Novel Writing Isn't Novel Through Suspension Of Disbelief

I've never seen any statistics about the percentage of people who try writing a novel, but I suspect it would be higher than for any other writing endeavor, including memoir. I also wouldn't be surprised if a pretty high percentage of people who set out to write a novel eventually complete one or more. I hear from quite a few of them. I think the one universal barrier the new author must overcome to complete a novel is the suspension of disbelief. Not the well known suspension of disbelief on the part of the reader, but on the part of the author. The author puts aside all rational thoughts about the odds of the novel ever being published or read and proceeds as if it were another feather in the author's cap.

The problem for most writers isn't suspending their disbelief for the period of time required to write the novel, it's keeping the faith after it's completed. These days, with most fiction trade publishers not even accepting unagented submissions, many authors who don't want to leave the manuscript in the bottom drawer for their heirs quickly turn to fee paying solutions. Some authors choose to pay reader fees to NYC agents who claim to be connected, but I can't say I've ever heard directly from an author who met with success going that route. Other authors choose to pay a subsidy publisher to get their novel into print, usually with the hope that a break-through success will result. Both of these approaches require a suspension of disbelief.

Since the paid agent route can't be effective for the vast majority of authors even if the agent is legitimately trying to place manuscripts, those who want to see their novel in print usually end up with a subsidy press. It's a guaranteed process, the author pays the fee and some months later receives X copies of the book and can see it listed on Amazon. Depending on the subsidy publisher and the package paid for, the author's mother may also be able to order the book through the local Barnes&Noble or Borders.

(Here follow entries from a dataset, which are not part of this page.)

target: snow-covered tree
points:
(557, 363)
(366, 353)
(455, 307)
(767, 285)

The ultimate suspension of disbelief comes if the author of a subsidy published novel is so desperate for success (ie, sales) that paid marketing campaigns begin to look legitimate. As with paid agenting, I have never heard a success story from an author who paid a third party to market a novel. Whether the campaign costs thousands of dollars, or tens of thousands of dollars, novels just aren't a "product" that can be easily driven to profitability by advertising. I'm pretty good at suspending disbelief myself, I remember being thrilled by the Lensmen series when I was a kid, but idea that thousands of dollars spent on an advertisement in a literary supplement could sell even a handful of novels to strangers to me is the ultimate self deception. Nobody I know reads book review sections looking for advertisements for books from unknown authors and subsidy publishers. Do you?

In a reply today to the author of a new novel published by a subsidy press who planned to buy my publishing book, I wrote:

I'm not sure how much it can help you at this point unless you are planning to self publish other books in the future by starting your own company. That's the approach I advocate, along with not publishing a book until you have a marketing platform in place and are getting requests for purchases based on preliminary excerpts or drafts.

I'd suggest buying Steve Weber's book instead of mine, came out a couple months ago, titled "Plug Your Book." It's primarily about how to use the social networking aspects of the Internet to give your book a chance to get noticed.

Fiction is a very tough sell for new authors using an author services company or subsidy press. It's not that easy for trade publishers either, though they have the advantage of being able to get the books some shelf exposure. I'd suggest focusing your marketing efforts like a laser beam on the demographic you mention in the theme of your book, and promoting it as a realistic look at the real issues faced by people in that situation.

I'd also moderate your expectations and expect a lot of hard work. Although I write and publish for a living, I never published the novel I wrote more than a decade ago because I couldn't figure out a realistic way to market it. I'd written it without any thought to audience or marketability. The only absolute rule I can suggest is not to spend money advertising. It won't work, nobody buys fiction from an unknown author because they see an advertisement. You essentially have to hand-sell the books to try to get word of mouth going. The social networking described in Weber's book is one way to do that, because the Internet allows you to plug into niche networks of people scattered across the country or the globe.
There's nothing wrong with paying to get your novel published because you want copies to give to family and friends or to try to sell to strangers. Just don't get caught up in the idea that it's a legitimate business proposition that will repay any investment in a year or a lifetime. I heard from an author years ago who had taken out a second mortgage on his house to promote his book and wanted advice on how best to spend the money. My advice was pay it back.